Stripped of its odious associations, however, these words serve to remind us that culture is always a weapon in the clash of civilizations, “a sort of theatre where various political and ideological causes engage one another,” as the late Edward Said put it. The point is made by Jennifer M. Dueck, a post-doctoral fellow at Oxford University, with clarity, elegance and color in “The Claims of Culture at Empire’s End: Syria and Lebanon Under French Rule” (Oxford University Press: $85.00).
“Those who purported to lead, whether in a small community or on the national stage, did not fight solely over economic or political matters,” writes Dueck. “They also sought to control the institutions that would, in their view, alter or perpetuate the people’s understanding of the symbols that breathed life and meaning into the languages they spoke, the values they held, and the identity that made them part of a family, a community, or a nation.”
The focal point of Dueck’s monograph is a territory that is often overlooked when we consider the making of the modern Middle East — the portion of the defeated and dismantled Ottoman Empire that was handed over to France after World War I. Just as Palestine was a British mandate until 1948, Syria and Lebanon were ruled between the wars by the French, who took it upon themselves “to better the lives of ‘primitive’ indigenous populations by offering them the wonders of French civilization.” Thus did a former backwater of the Levant become, in Dueck’s words, “a crucible of international strategic interests,” and remains so today.
While Dueck maintains a tight focus on the “cultural enterprises” of French colonialism — language, education, cinema, tourism and even scouting — her book also offer a way to reframe the way we see the Middle East. Indeed, the subtext of her work includes the very notion of what constitutes national identity in a place where pan-Arabism and pan-Islamism were already in play. “One reason why scouting attracted such enthusiastic attention is the political symbolism with which it quickly became associated,” explains Dueck. “Frequently accompanied by one flag or another on their outings, scout groups associated themselves with particular political visions for their region, whether Lebanese, Syrian or Pan-Arab.”

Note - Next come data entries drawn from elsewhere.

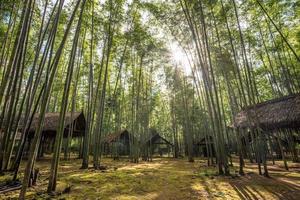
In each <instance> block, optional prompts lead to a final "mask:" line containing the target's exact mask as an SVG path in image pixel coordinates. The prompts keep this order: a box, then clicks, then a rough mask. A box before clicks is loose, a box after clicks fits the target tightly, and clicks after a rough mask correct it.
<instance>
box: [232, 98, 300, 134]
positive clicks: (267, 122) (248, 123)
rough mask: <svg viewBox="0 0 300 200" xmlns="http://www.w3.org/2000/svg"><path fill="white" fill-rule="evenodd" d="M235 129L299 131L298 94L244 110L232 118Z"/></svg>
mask: <svg viewBox="0 0 300 200" xmlns="http://www.w3.org/2000/svg"><path fill="white" fill-rule="evenodd" d="M234 127H235V128H242V129H246V128H256V127H259V128H261V129H263V130H265V131H273V130H279V129H298V130H299V129H300V94H295V95H290V96H286V97H282V98H277V99H272V100H269V101H265V102H262V103H259V104H256V105H253V106H249V107H246V108H244V109H243V110H242V111H241V112H239V113H238V114H237V115H236V116H235V118H234Z"/></svg>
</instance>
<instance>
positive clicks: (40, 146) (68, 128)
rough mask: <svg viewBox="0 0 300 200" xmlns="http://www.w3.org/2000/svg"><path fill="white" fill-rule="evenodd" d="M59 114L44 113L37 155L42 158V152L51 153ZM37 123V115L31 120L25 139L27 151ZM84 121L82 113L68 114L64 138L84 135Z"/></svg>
mask: <svg viewBox="0 0 300 200" xmlns="http://www.w3.org/2000/svg"><path fill="white" fill-rule="evenodd" d="M59 115H60V113H58V112H55V113H46V114H45V119H44V125H43V131H42V140H41V145H40V148H39V155H40V156H42V155H43V153H44V151H46V152H52V150H53V146H54V141H55V136H56V131H57V127H58V124H59ZM38 123H39V115H38V114H36V115H35V116H34V118H33V121H32V124H31V126H30V129H29V135H28V137H27V144H26V146H27V148H26V149H28V150H29V147H30V144H31V141H32V138H33V137H34V134H35V131H36V128H37V126H38ZM85 126H86V121H85V117H84V114H83V113H82V112H74V113H71V112H68V113H66V116H65V126H64V135H63V136H64V138H67V137H68V135H69V134H71V136H72V138H74V137H75V138H80V137H83V136H84V134H85Z"/></svg>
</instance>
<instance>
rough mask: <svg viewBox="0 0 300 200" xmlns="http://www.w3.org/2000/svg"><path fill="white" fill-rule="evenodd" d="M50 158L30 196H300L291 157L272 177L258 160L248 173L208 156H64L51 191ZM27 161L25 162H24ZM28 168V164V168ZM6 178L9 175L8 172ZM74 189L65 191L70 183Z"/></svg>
mask: <svg viewBox="0 0 300 200" xmlns="http://www.w3.org/2000/svg"><path fill="white" fill-rule="evenodd" d="M49 163H50V162H49V159H45V160H41V161H38V162H37V167H38V168H39V169H40V177H39V180H38V183H37V185H36V186H34V187H31V188H29V189H28V192H27V199H117V200H119V199H120V200H121V199H124V200H125V199H127V200H134V199H139V200H140V199H158V200H168V199H170V200H171V199H173V200H176V199H254V200H256V199H265V200H271V199H295V200H296V199H300V165H297V164H292V163H290V171H285V170H284V169H283V164H282V163H281V162H280V161H277V162H276V165H273V166H272V165H271V164H270V165H269V166H270V167H269V169H270V176H271V178H265V177H263V176H259V175H258V172H257V166H256V165H255V164H250V163H246V167H245V172H246V175H245V176H243V177H240V176H238V175H236V174H237V169H238V167H237V163H234V165H235V167H233V168H232V169H231V174H232V176H229V177H225V176H217V175H216V172H217V170H216V168H214V167H207V166H206V161H205V160H200V159H197V160H196V161H195V162H194V163H189V162H187V161H186V160H185V159H171V158H156V159H154V160H153V161H152V162H140V163H138V164H134V163H131V162H129V161H128V160H127V159H122V160H119V161H113V160H112V159H108V158H104V159H103V160H102V163H103V165H105V166H107V167H108V169H107V170H103V171H101V170H94V169H92V168H91V169H87V170H81V169H79V167H80V166H81V160H78V159H73V160H70V161H61V163H60V169H59V175H58V185H57V191H58V192H57V194H56V195H55V196H49V195H48V194H46V192H45V191H46V188H47V183H48V179H47V177H48V176H49V168H50V164H49ZM23 166H24V164H23ZM22 171H23V170H22ZM2 178H3V177H2ZM68 187H70V191H68V192H67V193H64V192H62V191H64V190H65V188H68ZM18 194H19V190H18V191H13V192H9V193H6V194H0V199H16V198H17V197H18Z"/></svg>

Dueck’s book is a specialized work of scholarship, but she offers a crucial insight in to the latest efforts of the West to win hearts and minds in the Muslim world. She compares the “cultural diplomacy” of France in Syria and Lebanon to “the soft power seduction trade” as it is being conducted today by the United States elsewhere in the Middle East. And she reminds us that the Arab street is also a kind of fighting front when it comes to culture war.
“The success or failure of foreign cultural initiatives ultimately depended on their reception on the ground,” she concludes, “where they might be welcomed, dismissed, or absorbed and reinvented.”